Specialties Home Health

Published

Anyone have any experience working as a Psych Home Heath Nurse? I wondering if I will be seeing mostly Medicare dementia type patients or patients with dx's such as Bipolar, Schizophrenia, Axis 2, etc?

I didn't worry working in a psych hospital because we had security. I'm starting to wonder now if I've made a mistake taking a psych home health position?

I know there will be a physical assessment to do, Oasis, etc but in regards to psych, what's the deal? Psych nurses are not therapists!

Specializes in Psych/med surg.

I am a home health psych RN case manager but I also do medical stuff like wound care, picc lines, etc. I like the psych cases the best. You usually lock their meds in a lockbox and do daily or BID visits to make sure they are compliant with their meds. I like the job and most of the patients but the borderline personality patients are the most challenging. They are usually in and out of the hospital every other week due to self harm behaviors and trying to get attention. Doing holds, transfers and resumptions all the time on the same patient gets oldI never feel unsafe but I used to work as a community outreach nurse at a mental health center so I am used to it. Home health is so much more flexible than working in a hospital, I am with my family more than I ever have been. Sometimes I am charting but it is better than sitting in a nursing station in a hospital on 3rd shift trying to stay awake after not being able to sleep during the day. Sometimes I question if I want to continue doing this but then I think about the 12 hour shifts in a hospital and realize this job is so much better. I make more now than I ever made in a hospital. The benefits aren't as good as a big hospital but I guess you can't have everything.

Specializes in mental health.

I'm just starting out in home health psych - transitioning from inpatient psych. Hoping you get more responses since I'm still in training and had some of the same questions and concerns as you do.

My agency seems to have mostly patients with schizophrenia/schizoaffective D/O, Bipolar, some depression/anxiety D/O with borderline PD. As to the safety issue, I've been told that if something doesn't feel right, leave immediately, get to your car and call.

Specializes in Home Care, Psych, Education, Case Management.

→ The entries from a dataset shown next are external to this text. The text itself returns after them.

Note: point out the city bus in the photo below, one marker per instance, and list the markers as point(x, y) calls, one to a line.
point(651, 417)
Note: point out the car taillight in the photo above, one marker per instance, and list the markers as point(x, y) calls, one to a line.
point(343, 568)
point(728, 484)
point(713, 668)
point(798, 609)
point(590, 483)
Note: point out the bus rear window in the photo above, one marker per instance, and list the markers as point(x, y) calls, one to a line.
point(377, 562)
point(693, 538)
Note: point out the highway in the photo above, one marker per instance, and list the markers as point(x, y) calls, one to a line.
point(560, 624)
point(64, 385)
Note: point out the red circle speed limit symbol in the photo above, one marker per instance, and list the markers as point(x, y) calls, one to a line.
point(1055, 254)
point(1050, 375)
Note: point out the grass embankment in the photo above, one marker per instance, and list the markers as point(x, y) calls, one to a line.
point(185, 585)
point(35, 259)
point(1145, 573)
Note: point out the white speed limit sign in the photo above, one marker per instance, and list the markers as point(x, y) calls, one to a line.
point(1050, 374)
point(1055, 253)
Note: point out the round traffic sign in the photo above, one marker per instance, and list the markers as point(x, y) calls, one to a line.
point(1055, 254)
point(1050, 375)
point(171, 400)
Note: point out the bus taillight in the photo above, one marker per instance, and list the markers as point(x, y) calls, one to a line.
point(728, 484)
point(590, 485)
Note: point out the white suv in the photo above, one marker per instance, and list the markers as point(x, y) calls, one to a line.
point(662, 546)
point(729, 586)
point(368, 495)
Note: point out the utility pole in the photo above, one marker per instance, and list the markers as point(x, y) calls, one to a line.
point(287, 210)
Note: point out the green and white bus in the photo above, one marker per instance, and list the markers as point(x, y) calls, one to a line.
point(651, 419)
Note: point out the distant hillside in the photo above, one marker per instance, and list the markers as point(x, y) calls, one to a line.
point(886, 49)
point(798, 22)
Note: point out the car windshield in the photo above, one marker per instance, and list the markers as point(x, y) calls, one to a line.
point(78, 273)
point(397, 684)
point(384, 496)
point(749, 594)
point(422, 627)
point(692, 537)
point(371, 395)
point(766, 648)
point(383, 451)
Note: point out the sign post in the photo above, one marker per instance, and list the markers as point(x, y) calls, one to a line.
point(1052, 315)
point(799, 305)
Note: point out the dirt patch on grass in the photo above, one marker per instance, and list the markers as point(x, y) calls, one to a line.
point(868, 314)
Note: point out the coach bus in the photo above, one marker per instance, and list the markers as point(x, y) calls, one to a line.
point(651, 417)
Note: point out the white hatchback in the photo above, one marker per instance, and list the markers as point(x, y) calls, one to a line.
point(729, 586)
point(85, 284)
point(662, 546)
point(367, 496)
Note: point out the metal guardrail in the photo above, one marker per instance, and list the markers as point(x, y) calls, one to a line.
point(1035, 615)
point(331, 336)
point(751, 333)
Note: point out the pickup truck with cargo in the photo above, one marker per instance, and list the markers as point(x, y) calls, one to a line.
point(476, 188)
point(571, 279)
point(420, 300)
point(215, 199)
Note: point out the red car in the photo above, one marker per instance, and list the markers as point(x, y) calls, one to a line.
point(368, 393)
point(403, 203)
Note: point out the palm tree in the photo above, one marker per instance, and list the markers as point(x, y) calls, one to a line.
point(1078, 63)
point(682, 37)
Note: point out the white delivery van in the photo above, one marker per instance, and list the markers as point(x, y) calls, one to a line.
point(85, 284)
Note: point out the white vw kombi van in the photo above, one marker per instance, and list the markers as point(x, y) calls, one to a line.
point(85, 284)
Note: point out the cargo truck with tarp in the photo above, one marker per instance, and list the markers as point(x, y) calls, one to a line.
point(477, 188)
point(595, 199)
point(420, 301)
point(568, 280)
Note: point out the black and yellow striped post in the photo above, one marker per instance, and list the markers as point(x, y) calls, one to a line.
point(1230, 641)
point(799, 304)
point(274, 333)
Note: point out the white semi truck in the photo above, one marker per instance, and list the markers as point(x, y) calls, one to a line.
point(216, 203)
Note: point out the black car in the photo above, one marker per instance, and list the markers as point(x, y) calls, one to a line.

Also a RN case manager in psych home health. One of the biggest challenges is establishing the therapeutic relationship. Overall, Once you get to know your patients it's not so bad. And of course with certain patients you have to take it day by day. As PP said, the second you don't feel safe, leave. I honestly only felt uneasy about two or three times in six years with patients I didn't know. The only downside is that It is a tremendous amount of charting with all the oasis paperwork ..But I too make so much more money than I did in the hospital... With much better hours. Good luck!